The police will investigate how a group of pupils at the prestigious
Grey High School came into possession of a stash of dagga, in a case
that has highlighted drug use at upmarket schools in Port Elizabeth.

Superintendent Rodney Visser, the deputy area head of the police's
organised crime unit, said yesterday his unit intended looking into
the allegations of drug use and possible dealing at the school.

No charges, however, have been laid against a Grade Eight Grey boy and
several Grade Nine pupils who were found with the drug.

It is not clear if the boys were dealing in the drug or merely using
it. The school has confirmed the incident, but says an internal
inquiry will be held before a decision is taken on whether to expel
the pupils.

The Grey revelations have raised concern at the SA National Council on
Alcoholism and Drug Dependence, which says staff and parents at
upmarket schools in the metro often resist drug awareness training and
live in a state of denial.

Many middle-class schools in the city prevented drug counsellors from
addressing parents about the dangers of abuse and how to look for the
signs, Sanca treatment co-ordinator Trixie Pereira said yesterday.
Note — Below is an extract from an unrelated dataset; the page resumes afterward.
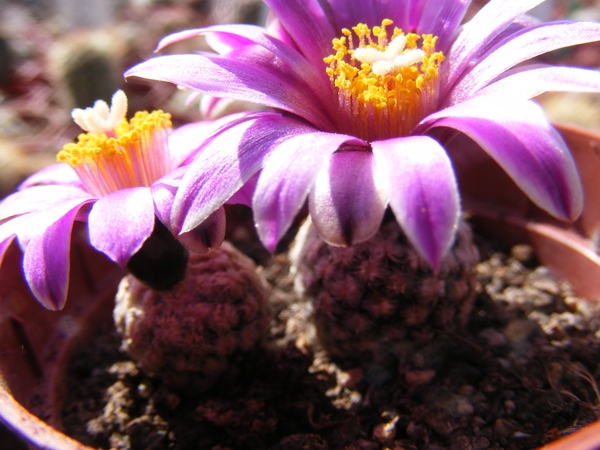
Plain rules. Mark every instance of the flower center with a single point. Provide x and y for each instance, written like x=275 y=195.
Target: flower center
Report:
x=385 y=85
x=115 y=153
Pereira said that, while Sanca usually had no trouble introducing its
awareness programmes to pupils, getting through to parents - who were
ultimately responsible for their children's behaviour - was more difficult.

"Schools still have an attitude that 'it doesn't happen in our school'
and when it does they try to sweep it under the carpet - especially
the middle to upperclass and traditionally white schools.

"Schools in lower-income areas like the northern suburbs are much more
receptive (to education and prevention programmes) and readily agree
to us giving talks to parents there," she said.

Even where schools uncovered drug use and referred individual pupils
to Sanca for counselling, the organisation encountered resistance from
the school when it later tried to set up meetings with the general
parent body. Sometimes Sanca did not even get a reply to its offers.

When the organisation did get access to parents and persuaded a school
to arrange a meeting, the response was very poor.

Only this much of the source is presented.